The American Cancer Society has developed colorectal cancer screening guidelines for people at average risk as well people at high risk for colorectal cancer.

For people at average risk

The American Cancer Society recommends that people at average risk* of colorectal cancer start regular screening at age 45. This can be done either with a sensitive test that looks for signs of cancer in a person’s stool (a stool-based test), or with an exam that looks at the colon and rectum (a visual exam). These options are listed below.

People who are in good health and with a life expectancy of more than 10 years should continue regular colorectal cancer screening through age 75.

For people ages 76 through 85, the decision to be screened should be based on a person’s preferences, life expectancy, overall health, and prior screening history.

People over age 85 should no longer get colorectal cancer screening.
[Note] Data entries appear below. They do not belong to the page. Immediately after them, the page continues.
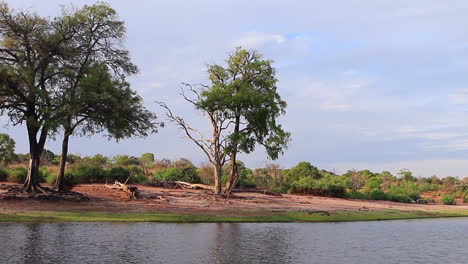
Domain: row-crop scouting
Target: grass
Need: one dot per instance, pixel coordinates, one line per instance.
(258, 216)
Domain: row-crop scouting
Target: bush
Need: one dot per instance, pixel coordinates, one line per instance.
(400, 198)
(356, 195)
(18, 175)
(448, 199)
(187, 174)
(87, 174)
(317, 187)
(377, 194)
(3, 174)
(120, 174)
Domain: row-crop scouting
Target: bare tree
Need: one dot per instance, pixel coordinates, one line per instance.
(213, 147)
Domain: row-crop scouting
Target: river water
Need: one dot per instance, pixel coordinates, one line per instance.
(401, 241)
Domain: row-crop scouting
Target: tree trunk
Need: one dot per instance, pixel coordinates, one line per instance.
(36, 147)
(60, 182)
(234, 173)
(31, 184)
(217, 176)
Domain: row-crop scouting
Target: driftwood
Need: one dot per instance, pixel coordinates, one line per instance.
(266, 192)
(132, 191)
(193, 186)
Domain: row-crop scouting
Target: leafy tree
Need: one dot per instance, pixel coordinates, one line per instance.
(95, 96)
(7, 149)
(214, 146)
(303, 170)
(147, 162)
(407, 175)
(125, 160)
(245, 93)
(31, 51)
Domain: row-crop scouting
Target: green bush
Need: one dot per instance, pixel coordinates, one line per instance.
(317, 187)
(356, 195)
(120, 174)
(187, 174)
(400, 198)
(87, 174)
(3, 174)
(377, 194)
(448, 199)
(18, 175)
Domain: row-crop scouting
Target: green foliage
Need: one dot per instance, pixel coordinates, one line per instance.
(17, 175)
(317, 187)
(377, 194)
(3, 174)
(399, 197)
(7, 149)
(353, 194)
(125, 160)
(187, 174)
(302, 170)
(448, 199)
(246, 91)
(374, 183)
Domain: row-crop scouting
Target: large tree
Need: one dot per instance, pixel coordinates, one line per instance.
(103, 104)
(31, 54)
(245, 91)
(95, 95)
(7, 149)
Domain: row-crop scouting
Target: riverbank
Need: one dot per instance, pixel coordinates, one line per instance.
(177, 205)
(261, 216)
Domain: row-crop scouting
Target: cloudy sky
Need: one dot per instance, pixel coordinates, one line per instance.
(369, 84)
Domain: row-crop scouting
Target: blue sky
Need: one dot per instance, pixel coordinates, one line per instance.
(369, 84)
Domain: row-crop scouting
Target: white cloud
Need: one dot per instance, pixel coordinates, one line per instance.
(425, 168)
(258, 39)
(331, 95)
(460, 97)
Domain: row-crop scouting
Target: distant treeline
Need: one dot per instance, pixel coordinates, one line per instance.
(304, 178)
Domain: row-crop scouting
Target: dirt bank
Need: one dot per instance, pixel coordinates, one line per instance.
(201, 202)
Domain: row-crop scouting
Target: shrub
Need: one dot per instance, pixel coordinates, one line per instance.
(377, 194)
(448, 199)
(87, 174)
(3, 174)
(356, 195)
(120, 174)
(187, 174)
(18, 175)
(317, 187)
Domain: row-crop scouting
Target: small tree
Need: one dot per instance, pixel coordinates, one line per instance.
(147, 162)
(7, 149)
(213, 147)
(245, 93)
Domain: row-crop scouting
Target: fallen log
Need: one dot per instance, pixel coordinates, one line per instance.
(265, 191)
(132, 191)
(193, 186)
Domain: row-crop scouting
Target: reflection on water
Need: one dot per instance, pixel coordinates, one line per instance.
(411, 241)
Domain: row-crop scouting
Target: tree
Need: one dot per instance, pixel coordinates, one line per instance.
(31, 52)
(147, 162)
(95, 96)
(245, 93)
(303, 170)
(214, 146)
(7, 149)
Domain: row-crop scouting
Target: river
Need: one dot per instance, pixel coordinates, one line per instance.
(400, 241)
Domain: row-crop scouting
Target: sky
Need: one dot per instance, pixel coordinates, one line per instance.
(379, 85)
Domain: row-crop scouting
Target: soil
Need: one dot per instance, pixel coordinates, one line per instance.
(155, 199)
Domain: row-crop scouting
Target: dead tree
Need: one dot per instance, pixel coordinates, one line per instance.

*For screening, people are considered to be at average risk if they do not have:

  • A personal history of colorectal cancer or certain types of polyps
  • A family history of colorectal cancer
  • A personal history of inflammatory bowel disease (ulcerative colitis or Crohn’s disease)
  • A confirmed or suspected hereditary colorectal cancer syndrome, such as familial adenomatous polyposis (FAP) or Lynch syndrome (hereditary non-polyposis colon cancer or HNPCC)
  • A personal history of getting radiation to the abdomen (belly) or pelvic area to treat a prior cancer

Test options for colorectal cancer screening

Several test options are available for colorectal cancer screening:

Stool-based tests

  • Highly sensitive fecal immunochemical test (FIT) every year
  • Highly sensitive guaiac-based fecal occult blood test (gFOBT) every year
  • Multi-targeted stool DNA test with fecal immunochemical testing (MT-sDNA or sDNA-FIT or FIT-DNA)) every 3 years

Visual (structural) exams of the colon and rectum

  • Colonoscopy every 10 years
  • CT colonography (virtual colonoscopy) every 5 years
  • Sigmoidoscopy every 5 years

There are some differences between these tests to consider (see Colorectal Cancer Screening Tests), but the most important thing is to get screened, no matter which test you choose. Talk to your health care provider about which tests might be good options for you, and to your insurance provider about your coverage.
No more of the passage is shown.